Unfortunately, this leaves everything spawned by synapse inheriting the snap environment, which breaks… a lot, most notably 3D acceleration. Launchers really need to either be snap aware, or outside the snap :frowning:

Agreed. Looking to fix that.

[edit]
Fixed. (And the default config described above updated to match)

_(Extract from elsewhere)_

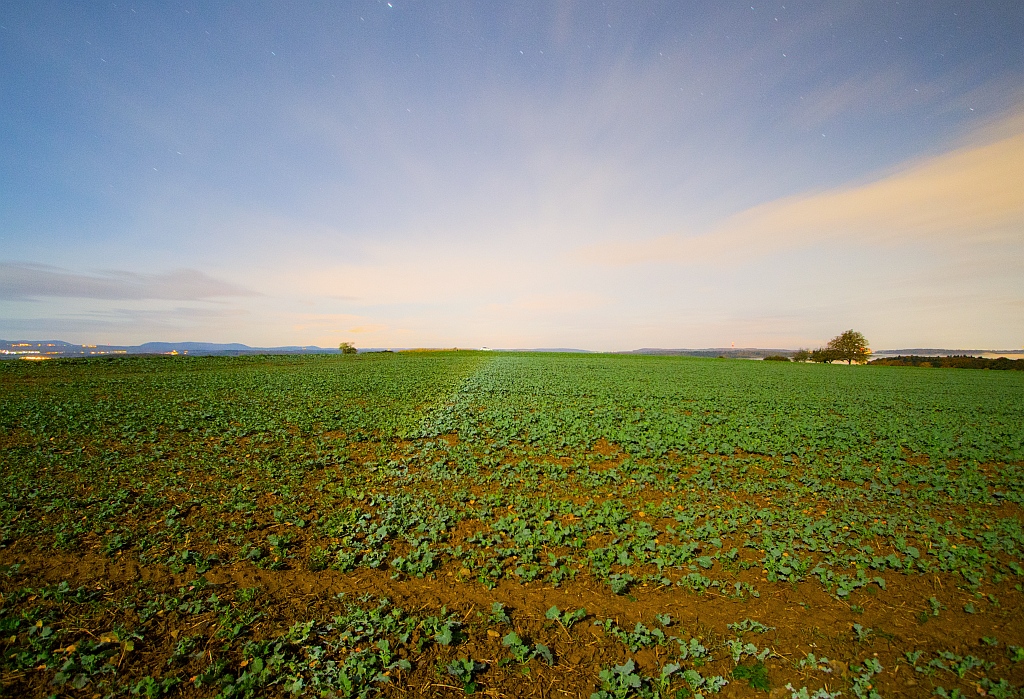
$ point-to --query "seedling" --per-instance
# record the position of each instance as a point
(465, 670)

I’ll also share my current setup (shamelessly stealing ideas from @raof above):

Additional installed packages

I installed these packages natively (outside the snap):

sudo apt install lxqt-policykit sway-notification-center gnome-console

Miriway config changes

  1. Change terminal to gnome-console (a.k.a. kgx)
  2. Add policykit and notification agents
~$ diff {/etc/xdg/xdg-miriway,~/.config}/miriway-shell.config
7c7
< ctrl-alt=t:miriway-unsnap /snap/miriway/current/usr/local/bin/miriway-terminal
---
> ctrl-alt=t:miriway-unsnap kgx
11a12,14
> 
> shell-component=miriway-unsnap systemd-run --user --scope --slice=background.slice lxqt-policykit-agent
> shell-component=miriway-unsnap systemd-run --user --scope --slice=background.slice swaync

[Note]

Revised after some changes to the snap fixed some of the issues the original worked around.